Set nn.Parameter during training

Hello,

I would like to set an nn.Parameter during training. What is the right way to do so, without
breaking the connection to the optimizer (i.e. creating a copy of the tensor).

I tried to use torch.where but even if I use an nn.Parameter(torch.tensor(1.)) as replacement, it throws an errror.

TypeError: cannot assign 'torch.FloatTensor' as parameter 'weight' (torch.nn.Parameter or None expected)

I’m unsure if I understand your use case correctly but in case you want to directly manipulate a trainable parameter (i.e. without calculating the gradients and using an optimizer), you could use a no_grad context as seen here:

model = nn.Linear(10, 10)
optimizer = torch.optim.Adam(model.parameters(), lr=1.)

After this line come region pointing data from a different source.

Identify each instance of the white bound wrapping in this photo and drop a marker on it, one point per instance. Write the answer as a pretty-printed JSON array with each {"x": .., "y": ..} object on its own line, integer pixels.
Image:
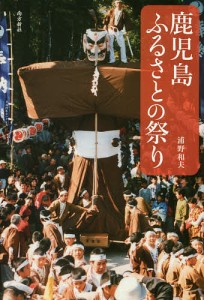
[
  {"x": 85, "y": 143},
  {"x": 97, "y": 257},
  {"x": 21, "y": 266}
]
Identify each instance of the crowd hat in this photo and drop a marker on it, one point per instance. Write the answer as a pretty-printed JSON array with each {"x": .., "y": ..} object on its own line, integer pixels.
[
  {"x": 64, "y": 192},
  {"x": 20, "y": 287},
  {"x": 83, "y": 192},
  {"x": 2, "y": 161},
  {"x": 45, "y": 215},
  {"x": 130, "y": 289},
  {"x": 60, "y": 168}
]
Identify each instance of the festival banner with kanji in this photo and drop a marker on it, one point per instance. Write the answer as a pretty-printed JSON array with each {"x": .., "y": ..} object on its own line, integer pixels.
[
  {"x": 200, "y": 6},
  {"x": 169, "y": 89},
  {"x": 4, "y": 72}
]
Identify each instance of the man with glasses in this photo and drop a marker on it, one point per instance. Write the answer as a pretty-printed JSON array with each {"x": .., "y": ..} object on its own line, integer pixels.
[{"x": 67, "y": 215}]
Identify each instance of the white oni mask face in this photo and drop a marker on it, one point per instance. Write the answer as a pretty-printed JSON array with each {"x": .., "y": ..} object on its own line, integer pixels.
[{"x": 96, "y": 44}]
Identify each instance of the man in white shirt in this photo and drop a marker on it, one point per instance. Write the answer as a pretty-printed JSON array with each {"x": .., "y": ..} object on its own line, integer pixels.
[{"x": 116, "y": 23}]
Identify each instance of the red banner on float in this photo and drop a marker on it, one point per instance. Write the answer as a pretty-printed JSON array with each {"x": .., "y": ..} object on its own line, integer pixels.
[{"x": 169, "y": 90}]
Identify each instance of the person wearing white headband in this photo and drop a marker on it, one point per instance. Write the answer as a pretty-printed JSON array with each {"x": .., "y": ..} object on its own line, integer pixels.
[
  {"x": 190, "y": 280},
  {"x": 197, "y": 244},
  {"x": 16, "y": 290},
  {"x": 67, "y": 214},
  {"x": 116, "y": 23},
  {"x": 69, "y": 239},
  {"x": 78, "y": 286},
  {"x": 78, "y": 254},
  {"x": 22, "y": 268},
  {"x": 85, "y": 200},
  {"x": 109, "y": 284},
  {"x": 62, "y": 179},
  {"x": 52, "y": 231},
  {"x": 147, "y": 256},
  {"x": 98, "y": 266},
  {"x": 40, "y": 268},
  {"x": 172, "y": 275}
]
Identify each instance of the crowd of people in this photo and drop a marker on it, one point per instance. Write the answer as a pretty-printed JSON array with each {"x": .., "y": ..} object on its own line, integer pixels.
[{"x": 41, "y": 258}]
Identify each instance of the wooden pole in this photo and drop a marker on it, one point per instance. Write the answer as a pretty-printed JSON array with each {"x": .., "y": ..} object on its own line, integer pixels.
[
  {"x": 11, "y": 89},
  {"x": 95, "y": 173}
]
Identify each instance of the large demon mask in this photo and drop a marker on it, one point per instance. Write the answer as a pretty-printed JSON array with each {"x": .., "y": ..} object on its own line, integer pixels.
[{"x": 96, "y": 44}]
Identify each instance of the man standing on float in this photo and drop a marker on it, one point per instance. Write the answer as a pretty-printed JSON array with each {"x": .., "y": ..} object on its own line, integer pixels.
[{"x": 116, "y": 23}]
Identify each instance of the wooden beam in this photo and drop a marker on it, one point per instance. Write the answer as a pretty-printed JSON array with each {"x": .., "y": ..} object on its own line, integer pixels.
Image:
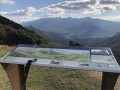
[
  {"x": 15, "y": 74},
  {"x": 109, "y": 80}
]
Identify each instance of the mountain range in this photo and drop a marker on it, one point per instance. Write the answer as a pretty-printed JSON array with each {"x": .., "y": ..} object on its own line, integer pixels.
[
  {"x": 86, "y": 30},
  {"x": 12, "y": 33}
]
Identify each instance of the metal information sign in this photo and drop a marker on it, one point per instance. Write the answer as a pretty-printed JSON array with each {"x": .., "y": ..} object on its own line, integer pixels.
[{"x": 99, "y": 59}]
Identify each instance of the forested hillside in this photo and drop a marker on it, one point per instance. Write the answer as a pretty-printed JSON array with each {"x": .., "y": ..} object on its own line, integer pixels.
[
  {"x": 12, "y": 33},
  {"x": 114, "y": 43}
]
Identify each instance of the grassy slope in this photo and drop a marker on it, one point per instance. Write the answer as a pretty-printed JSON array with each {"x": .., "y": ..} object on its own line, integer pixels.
[{"x": 46, "y": 78}]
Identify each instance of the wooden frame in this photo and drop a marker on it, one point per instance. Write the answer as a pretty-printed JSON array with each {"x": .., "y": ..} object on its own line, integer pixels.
[{"x": 16, "y": 76}]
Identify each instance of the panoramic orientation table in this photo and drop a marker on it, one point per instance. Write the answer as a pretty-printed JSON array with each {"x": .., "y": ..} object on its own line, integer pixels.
[{"x": 84, "y": 58}]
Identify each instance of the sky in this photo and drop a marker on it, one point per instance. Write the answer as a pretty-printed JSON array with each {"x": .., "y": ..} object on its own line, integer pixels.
[{"x": 28, "y": 10}]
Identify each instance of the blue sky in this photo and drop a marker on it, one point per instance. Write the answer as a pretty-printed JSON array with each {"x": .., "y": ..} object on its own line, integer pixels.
[{"x": 27, "y": 10}]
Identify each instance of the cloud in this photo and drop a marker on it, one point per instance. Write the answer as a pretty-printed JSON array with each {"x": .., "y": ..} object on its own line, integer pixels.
[
  {"x": 111, "y": 18},
  {"x": 61, "y": 9},
  {"x": 27, "y": 12},
  {"x": 24, "y": 19},
  {"x": 86, "y": 6},
  {"x": 7, "y": 2}
]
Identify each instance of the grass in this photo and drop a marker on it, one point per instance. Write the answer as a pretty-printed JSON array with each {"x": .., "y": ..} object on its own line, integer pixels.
[{"x": 47, "y": 78}]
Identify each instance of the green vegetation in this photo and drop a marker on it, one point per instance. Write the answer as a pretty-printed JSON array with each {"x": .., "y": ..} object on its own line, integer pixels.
[
  {"x": 114, "y": 43},
  {"x": 46, "y": 78},
  {"x": 12, "y": 33},
  {"x": 51, "y": 54}
]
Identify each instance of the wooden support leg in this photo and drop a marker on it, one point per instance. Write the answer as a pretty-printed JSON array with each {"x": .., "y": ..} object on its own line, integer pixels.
[
  {"x": 15, "y": 74},
  {"x": 109, "y": 80}
]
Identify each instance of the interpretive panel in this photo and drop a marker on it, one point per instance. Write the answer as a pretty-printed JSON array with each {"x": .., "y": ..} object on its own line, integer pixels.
[{"x": 100, "y": 59}]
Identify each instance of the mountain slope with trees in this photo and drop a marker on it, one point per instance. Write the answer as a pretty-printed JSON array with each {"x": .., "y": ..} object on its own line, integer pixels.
[
  {"x": 12, "y": 33},
  {"x": 114, "y": 43}
]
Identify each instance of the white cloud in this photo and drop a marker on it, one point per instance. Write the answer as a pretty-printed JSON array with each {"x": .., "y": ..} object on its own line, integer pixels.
[
  {"x": 7, "y": 2},
  {"x": 111, "y": 18},
  {"x": 27, "y": 12},
  {"x": 86, "y": 6},
  {"x": 24, "y": 19},
  {"x": 60, "y": 9}
]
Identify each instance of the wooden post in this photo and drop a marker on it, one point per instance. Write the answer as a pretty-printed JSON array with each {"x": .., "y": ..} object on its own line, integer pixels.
[
  {"x": 15, "y": 74},
  {"x": 109, "y": 80}
]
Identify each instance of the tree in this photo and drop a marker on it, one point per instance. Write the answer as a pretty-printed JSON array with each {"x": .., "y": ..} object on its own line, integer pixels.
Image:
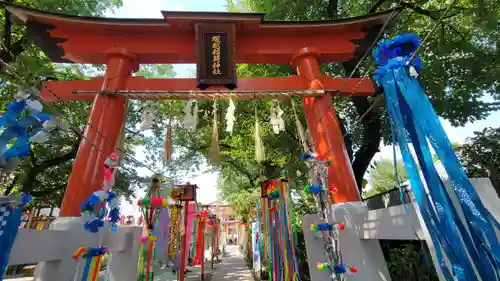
[
  {"x": 44, "y": 173},
  {"x": 452, "y": 78},
  {"x": 382, "y": 177},
  {"x": 480, "y": 155}
]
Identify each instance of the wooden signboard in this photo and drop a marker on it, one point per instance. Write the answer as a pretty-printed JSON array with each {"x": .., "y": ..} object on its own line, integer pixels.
[
  {"x": 215, "y": 43},
  {"x": 263, "y": 188},
  {"x": 184, "y": 192}
]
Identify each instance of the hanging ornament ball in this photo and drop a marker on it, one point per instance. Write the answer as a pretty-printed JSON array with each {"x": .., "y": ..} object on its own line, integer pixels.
[{"x": 322, "y": 266}]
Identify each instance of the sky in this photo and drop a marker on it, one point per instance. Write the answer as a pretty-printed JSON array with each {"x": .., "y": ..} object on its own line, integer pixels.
[{"x": 207, "y": 181}]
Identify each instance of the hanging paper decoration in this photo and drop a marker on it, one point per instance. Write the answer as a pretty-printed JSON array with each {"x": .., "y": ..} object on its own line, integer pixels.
[
  {"x": 230, "y": 117},
  {"x": 190, "y": 115},
  {"x": 470, "y": 245},
  {"x": 11, "y": 209},
  {"x": 327, "y": 229},
  {"x": 276, "y": 119},
  {"x": 214, "y": 149},
  {"x": 147, "y": 120},
  {"x": 109, "y": 171},
  {"x": 168, "y": 145},
  {"x": 151, "y": 206},
  {"x": 173, "y": 243},
  {"x": 260, "y": 154},
  {"x": 51, "y": 128},
  {"x": 22, "y": 121},
  {"x": 93, "y": 222},
  {"x": 201, "y": 218},
  {"x": 283, "y": 241},
  {"x": 92, "y": 262},
  {"x": 300, "y": 130},
  {"x": 195, "y": 116}
]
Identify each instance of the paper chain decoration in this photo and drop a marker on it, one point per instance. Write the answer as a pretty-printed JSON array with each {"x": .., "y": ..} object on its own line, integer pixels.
[
  {"x": 109, "y": 171},
  {"x": 93, "y": 257},
  {"x": 11, "y": 208},
  {"x": 93, "y": 222},
  {"x": 470, "y": 243},
  {"x": 320, "y": 189},
  {"x": 191, "y": 115},
  {"x": 23, "y": 123},
  {"x": 276, "y": 119},
  {"x": 151, "y": 206}
]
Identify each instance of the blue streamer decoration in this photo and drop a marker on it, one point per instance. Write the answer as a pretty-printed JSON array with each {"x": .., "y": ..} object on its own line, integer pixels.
[
  {"x": 10, "y": 220},
  {"x": 415, "y": 122}
]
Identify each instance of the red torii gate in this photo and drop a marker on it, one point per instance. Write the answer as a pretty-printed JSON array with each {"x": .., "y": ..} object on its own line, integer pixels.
[{"x": 124, "y": 44}]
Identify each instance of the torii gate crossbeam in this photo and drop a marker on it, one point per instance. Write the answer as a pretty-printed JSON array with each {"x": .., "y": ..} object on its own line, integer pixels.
[{"x": 124, "y": 44}]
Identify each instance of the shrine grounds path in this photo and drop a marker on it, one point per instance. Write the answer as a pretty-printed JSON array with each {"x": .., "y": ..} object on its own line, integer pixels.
[{"x": 232, "y": 268}]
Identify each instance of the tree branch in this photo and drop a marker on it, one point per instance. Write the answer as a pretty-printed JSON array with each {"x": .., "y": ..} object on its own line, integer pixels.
[
  {"x": 375, "y": 6},
  {"x": 372, "y": 132},
  {"x": 29, "y": 179},
  {"x": 240, "y": 169},
  {"x": 332, "y": 9},
  {"x": 431, "y": 14}
]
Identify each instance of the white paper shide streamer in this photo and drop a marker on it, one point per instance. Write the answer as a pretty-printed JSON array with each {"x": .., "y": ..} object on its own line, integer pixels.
[
  {"x": 191, "y": 115},
  {"x": 276, "y": 119},
  {"x": 260, "y": 154},
  {"x": 230, "y": 117},
  {"x": 147, "y": 119}
]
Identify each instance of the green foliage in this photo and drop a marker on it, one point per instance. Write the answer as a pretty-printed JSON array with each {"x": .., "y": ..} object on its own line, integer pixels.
[
  {"x": 459, "y": 70},
  {"x": 44, "y": 173},
  {"x": 407, "y": 264},
  {"x": 480, "y": 155},
  {"x": 382, "y": 177}
]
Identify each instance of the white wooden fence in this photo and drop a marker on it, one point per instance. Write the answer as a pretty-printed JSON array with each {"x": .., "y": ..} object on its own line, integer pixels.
[{"x": 53, "y": 248}]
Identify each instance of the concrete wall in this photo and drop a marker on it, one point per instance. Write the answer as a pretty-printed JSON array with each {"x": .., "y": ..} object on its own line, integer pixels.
[{"x": 401, "y": 222}]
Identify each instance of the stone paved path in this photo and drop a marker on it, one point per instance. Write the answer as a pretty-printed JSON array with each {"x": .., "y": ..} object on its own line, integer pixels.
[{"x": 232, "y": 268}]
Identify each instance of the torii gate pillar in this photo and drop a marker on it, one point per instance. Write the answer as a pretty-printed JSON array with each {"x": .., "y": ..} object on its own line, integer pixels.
[
  {"x": 325, "y": 129},
  {"x": 182, "y": 37},
  {"x": 101, "y": 133}
]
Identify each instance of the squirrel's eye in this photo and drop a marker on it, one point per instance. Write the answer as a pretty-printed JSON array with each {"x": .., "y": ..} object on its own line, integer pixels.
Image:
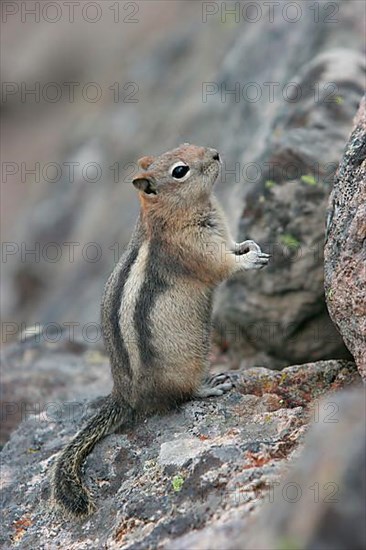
[{"x": 180, "y": 171}]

out = model(torch.randn(1, 10))
out.mean().backward()

print(model.weight.abs().sum())
# tensor(14.3759, grad_fn=<SumBackward0>)
optimizer.step()
print(model.weight.abs().sum())
# tensor(97.4504, grad_fn=<SumBackward0>)

model.zero_grad()
with torch.no_grad():
    model.weight.copy_(torch.ones_like(model.weight))
print(model.weight)

# make sure model is still updated
out = model(torch.randn(1, 10))
out.mean().backward()

print(model.weight.abs().sum())
# tensor(100., grad_fn=<SumBackward0>)
optimizer.step()
print(model.weight.abs().sum())
# tensor(100.3176, grad_fn=<SumBackward0>)
class TinyModel(torch.nn.Module):

    def __init__(self):
        super(TinyModel, self).__init__()

        self.layer1 = torch.nn.Linear(1000, 100)
        self.relu = torch.nn.ReLU()
        self.layer2 = torch.nn.Linear(100, 10)

    def forward(self, x):
        with torch.no_grad():
            addition = torch.ones_like(model.weight)
            self.layer1.weight.copy_(self.layer1.weight + addition)

        x = self.layer1(x)
        x = self.relu(x)
        x = self.layer2(x)
        return x

So I could use the copy operation without running into troubles that the new weights are not registered by Adam under any circumstances (as long as I keep the shape of model.weights)?

Hi, I did a similar operation, but it seems that if the optimizer is not processed, the parameters will fall back to the previous values.